Appel claims that the runtime system he designed, and especially
his garbage collector is powerful enough to reclaim this amount of memory
at virtually no cost. To get things straight, let's recall the argument:
suppose your program has an average (say, constant) amount A of live
objects. Living in a huge amount of memory H will live another huge
amount of free memory H' = H - A at the end of each garbage collection,
allowing for very infrequent triggerings. Since a copying garbage
collector has a cost proportional to the amount of live objects (that is,
a constant cost A), increasing the amount of working memory H decreases
the triggering frequency and the overall cost of garbage collection, even
down to "less than one instruction per object" : this argument was
striking when the article [87] went out.


However, unless you work on a cray or a pc, the real cost of
operations in memory can not be measured in instructions! The huge amount
of memory used by sml-nj puts an enormous burden on the virtual memory
system of the machine it runs on. Appel recommands a ratio H/A of about 7
(15 without the generational version of the GC). Now consider you run a
program asking for, say 20 Mbytes for a certain amount of time.
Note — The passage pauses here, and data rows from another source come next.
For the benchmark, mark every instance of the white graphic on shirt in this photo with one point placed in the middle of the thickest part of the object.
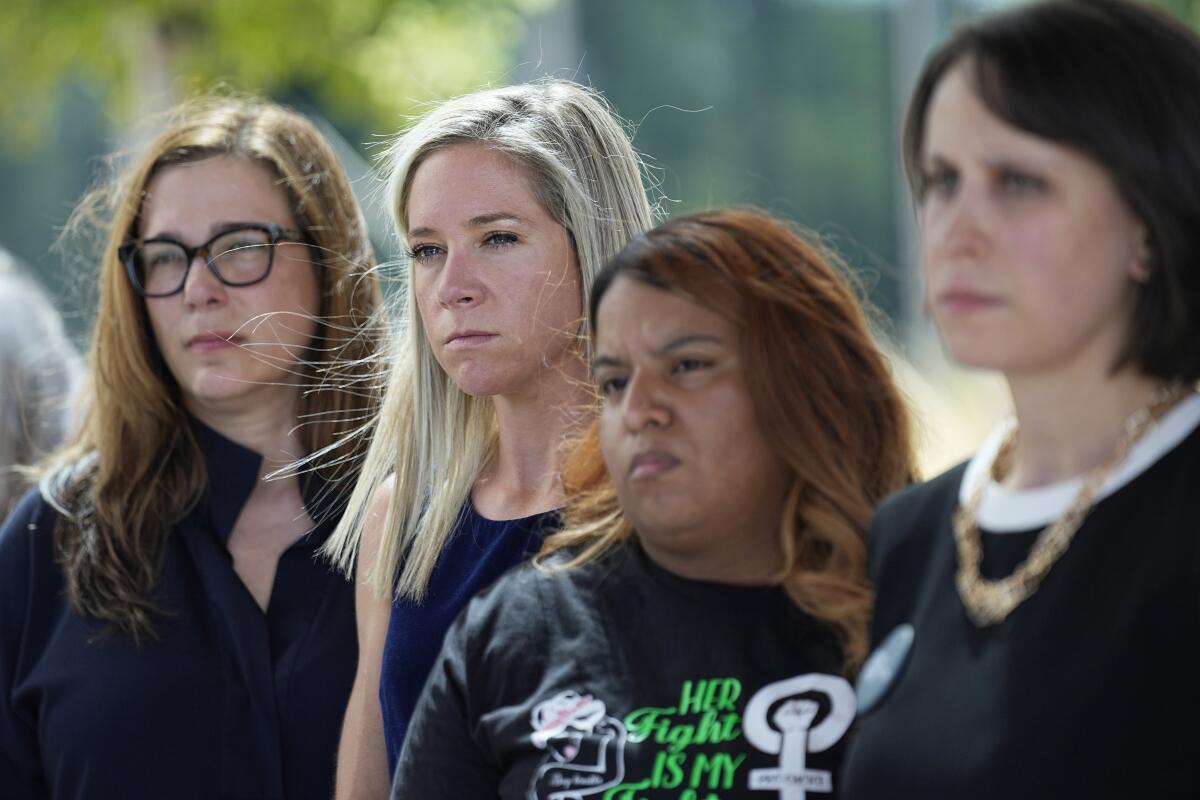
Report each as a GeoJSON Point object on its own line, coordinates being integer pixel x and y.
{"type": "Point", "coordinates": [793, 734]}
{"type": "Point", "coordinates": [585, 747]}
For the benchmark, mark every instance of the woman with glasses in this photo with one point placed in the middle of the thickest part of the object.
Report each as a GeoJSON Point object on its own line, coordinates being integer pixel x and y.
{"type": "Point", "coordinates": [509, 202]}
{"type": "Point", "coordinates": [1038, 607]}
{"type": "Point", "coordinates": [166, 626]}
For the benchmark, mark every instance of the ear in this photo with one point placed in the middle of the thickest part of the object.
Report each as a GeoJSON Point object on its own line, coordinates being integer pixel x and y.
{"type": "Point", "coordinates": [1139, 260]}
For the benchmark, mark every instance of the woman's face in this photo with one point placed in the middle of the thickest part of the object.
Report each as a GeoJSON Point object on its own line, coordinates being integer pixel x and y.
{"type": "Point", "coordinates": [496, 277]}
{"type": "Point", "coordinates": [1031, 257]}
{"type": "Point", "coordinates": [694, 471]}
{"type": "Point", "coordinates": [229, 346]}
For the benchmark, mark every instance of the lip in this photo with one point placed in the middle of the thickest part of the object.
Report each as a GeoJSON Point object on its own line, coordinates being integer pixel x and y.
{"type": "Point", "coordinates": [467, 340]}
{"type": "Point", "coordinates": [211, 341]}
{"type": "Point", "coordinates": [963, 301]}
{"type": "Point", "coordinates": [651, 463]}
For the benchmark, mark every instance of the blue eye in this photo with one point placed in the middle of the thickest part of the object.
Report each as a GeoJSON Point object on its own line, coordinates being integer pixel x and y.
{"type": "Point", "coordinates": [941, 181]}
{"type": "Point", "coordinates": [501, 239]}
{"type": "Point", "coordinates": [1015, 182]}
{"type": "Point", "coordinates": [424, 252]}
{"type": "Point", "coordinates": [689, 365]}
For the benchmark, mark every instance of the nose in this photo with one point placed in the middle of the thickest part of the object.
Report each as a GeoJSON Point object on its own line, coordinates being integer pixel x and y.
{"type": "Point", "coordinates": [960, 230]}
{"type": "Point", "coordinates": [459, 284]}
{"type": "Point", "coordinates": [201, 287]}
{"type": "Point", "coordinates": [645, 403]}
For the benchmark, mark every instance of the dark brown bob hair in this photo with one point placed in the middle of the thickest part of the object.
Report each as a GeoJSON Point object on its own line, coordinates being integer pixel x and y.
{"type": "Point", "coordinates": [1120, 83]}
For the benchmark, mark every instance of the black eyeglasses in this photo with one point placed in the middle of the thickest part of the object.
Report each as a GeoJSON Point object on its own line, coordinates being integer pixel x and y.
{"type": "Point", "coordinates": [239, 257]}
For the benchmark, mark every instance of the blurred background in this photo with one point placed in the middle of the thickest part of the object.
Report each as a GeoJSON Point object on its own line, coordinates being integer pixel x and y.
{"type": "Point", "coordinates": [793, 106]}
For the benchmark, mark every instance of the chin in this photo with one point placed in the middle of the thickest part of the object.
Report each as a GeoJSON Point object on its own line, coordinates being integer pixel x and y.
{"type": "Point", "coordinates": [480, 380]}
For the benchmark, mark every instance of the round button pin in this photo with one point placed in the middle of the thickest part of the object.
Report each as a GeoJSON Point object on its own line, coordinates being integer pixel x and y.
{"type": "Point", "coordinates": [883, 667]}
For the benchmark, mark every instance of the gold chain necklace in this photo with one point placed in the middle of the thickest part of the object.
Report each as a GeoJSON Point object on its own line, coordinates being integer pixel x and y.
{"type": "Point", "coordinates": [989, 602]}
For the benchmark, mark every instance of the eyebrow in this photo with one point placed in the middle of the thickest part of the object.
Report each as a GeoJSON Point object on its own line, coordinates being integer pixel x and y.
{"type": "Point", "coordinates": [474, 222]}
{"type": "Point", "coordinates": [215, 229]}
{"type": "Point", "coordinates": [673, 344]}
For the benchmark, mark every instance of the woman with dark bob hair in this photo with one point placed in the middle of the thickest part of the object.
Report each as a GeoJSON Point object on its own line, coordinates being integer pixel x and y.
{"type": "Point", "coordinates": [693, 626]}
{"type": "Point", "coordinates": [1038, 607]}
{"type": "Point", "coordinates": [167, 627]}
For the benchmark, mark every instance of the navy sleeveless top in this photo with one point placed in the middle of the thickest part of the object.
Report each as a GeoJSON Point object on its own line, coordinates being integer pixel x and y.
{"type": "Point", "coordinates": [479, 552]}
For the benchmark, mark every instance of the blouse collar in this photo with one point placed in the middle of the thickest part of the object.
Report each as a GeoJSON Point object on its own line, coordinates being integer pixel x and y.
{"type": "Point", "coordinates": [1002, 510]}
{"type": "Point", "coordinates": [232, 475]}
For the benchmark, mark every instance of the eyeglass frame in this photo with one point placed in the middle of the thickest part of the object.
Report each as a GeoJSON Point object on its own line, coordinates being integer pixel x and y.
{"type": "Point", "coordinates": [276, 235]}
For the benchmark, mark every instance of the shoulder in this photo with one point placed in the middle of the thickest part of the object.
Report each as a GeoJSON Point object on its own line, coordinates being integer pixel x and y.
{"type": "Point", "coordinates": [30, 522]}
{"type": "Point", "coordinates": [910, 519]}
{"type": "Point", "coordinates": [529, 606]}
{"type": "Point", "coordinates": [27, 553]}
{"type": "Point", "coordinates": [919, 501]}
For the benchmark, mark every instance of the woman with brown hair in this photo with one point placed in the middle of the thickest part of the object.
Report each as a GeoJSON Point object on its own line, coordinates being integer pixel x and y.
{"type": "Point", "coordinates": [166, 629]}
{"type": "Point", "coordinates": [694, 624]}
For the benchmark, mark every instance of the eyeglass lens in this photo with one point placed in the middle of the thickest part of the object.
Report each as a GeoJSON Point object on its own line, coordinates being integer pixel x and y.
{"type": "Point", "coordinates": [239, 257]}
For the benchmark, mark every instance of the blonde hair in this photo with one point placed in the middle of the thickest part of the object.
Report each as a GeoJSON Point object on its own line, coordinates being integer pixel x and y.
{"type": "Point", "coordinates": [431, 435]}
{"type": "Point", "coordinates": [821, 389]}
{"type": "Point", "coordinates": [135, 469]}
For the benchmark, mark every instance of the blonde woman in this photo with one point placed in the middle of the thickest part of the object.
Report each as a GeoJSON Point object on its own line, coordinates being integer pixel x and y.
{"type": "Point", "coordinates": [509, 202]}
{"type": "Point", "coordinates": [166, 626]}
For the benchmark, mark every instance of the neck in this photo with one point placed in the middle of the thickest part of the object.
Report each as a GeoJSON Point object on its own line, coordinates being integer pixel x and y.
{"type": "Point", "coordinates": [747, 566]}
{"type": "Point", "coordinates": [269, 428]}
{"type": "Point", "coordinates": [532, 426]}
{"type": "Point", "coordinates": [1071, 423]}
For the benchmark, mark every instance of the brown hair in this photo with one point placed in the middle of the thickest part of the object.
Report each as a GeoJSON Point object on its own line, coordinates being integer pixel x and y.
{"type": "Point", "coordinates": [135, 469]}
{"type": "Point", "coordinates": [1102, 78]}
{"type": "Point", "coordinates": [820, 388]}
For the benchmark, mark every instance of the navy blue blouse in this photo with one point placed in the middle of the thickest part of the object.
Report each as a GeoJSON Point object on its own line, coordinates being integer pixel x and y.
{"type": "Point", "coordinates": [479, 552]}
{"type": "Point", "coordinates": [228, 702]}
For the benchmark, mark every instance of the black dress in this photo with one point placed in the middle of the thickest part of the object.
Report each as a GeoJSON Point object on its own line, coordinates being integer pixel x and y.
{"type": "Point", "coordinates": [1089, 689]}
{"type": "Point", "coordinates": [621, 680]}
{"type": "Point", "coordinates": [227, 703]}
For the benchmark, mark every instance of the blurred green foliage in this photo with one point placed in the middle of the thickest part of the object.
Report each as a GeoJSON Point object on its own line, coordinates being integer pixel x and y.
{"type": "Point", "coordinates": [366, 61]}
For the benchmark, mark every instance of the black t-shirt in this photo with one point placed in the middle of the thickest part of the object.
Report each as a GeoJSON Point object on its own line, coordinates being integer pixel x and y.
{"type": "Point", "coordinates": [1089, 689]}
{"type": "Point", "coordinates": [622, 680]}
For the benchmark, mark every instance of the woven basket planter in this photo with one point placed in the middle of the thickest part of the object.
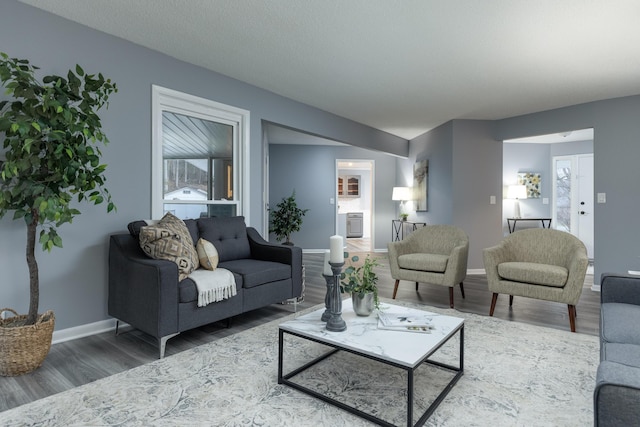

With
SML-NJ, you are really asking for 140 Mbytes of virtual memory. Two
observations must be made:


(1) even supposing that sml-nj uses that virtual memory like god
himself (no page fault, etc) memory (even _virtual_ memory) is a precious
resource. With such a demand, unless you have a very powerful machine your
sml job will ask for *all of it*.
(2) experience shows that even when you run your sml world alone,
the machine pages a lot, and you can get very bad performances (so sml-nj
is not god himself ;-)


It turns out that this serious drawback is related to the overall strategy
of sml-nj compilation : what Appel "allocates like crazy" are essentially
... continuation objects (activation records). In other words, the problem
with sml wasting machine resource comes from a bad pair of memory
management and model of execution.


Finally, I'd like to clarify that despite the appearance I *really* don't
criticize A. Appel's work with sml-nj [more than this: I'd be happy to
have done it in his place, and sign it]. I put the blame on people
reciting that sml-nj is a thunder without having tried it, or worse: even
when they actually tried it, preferring the paradox and *belief* to facts.
It's better to try to understand what's going on, and in that respect, it
should be emphasized that negative results in research work are not a
shame, they are as valuable as other results, and infinitely more valuable
than slogans.


V. Delacour


See:


[87] A. Appel, "Garbage Collection can be Faster than Stack
          Allocation", Information Processing Letters, 1987.


[89] A. Appel, "A Runtime System", Princeton University, 1989.
          Also published in the journal Lisp and Symbolic Computation, in
          1991 I believe.


[89b] A. Appel, "Simple Generational Garbage Collection and Fast
          Allocation", Software Practice and Experience, Feb, 1989.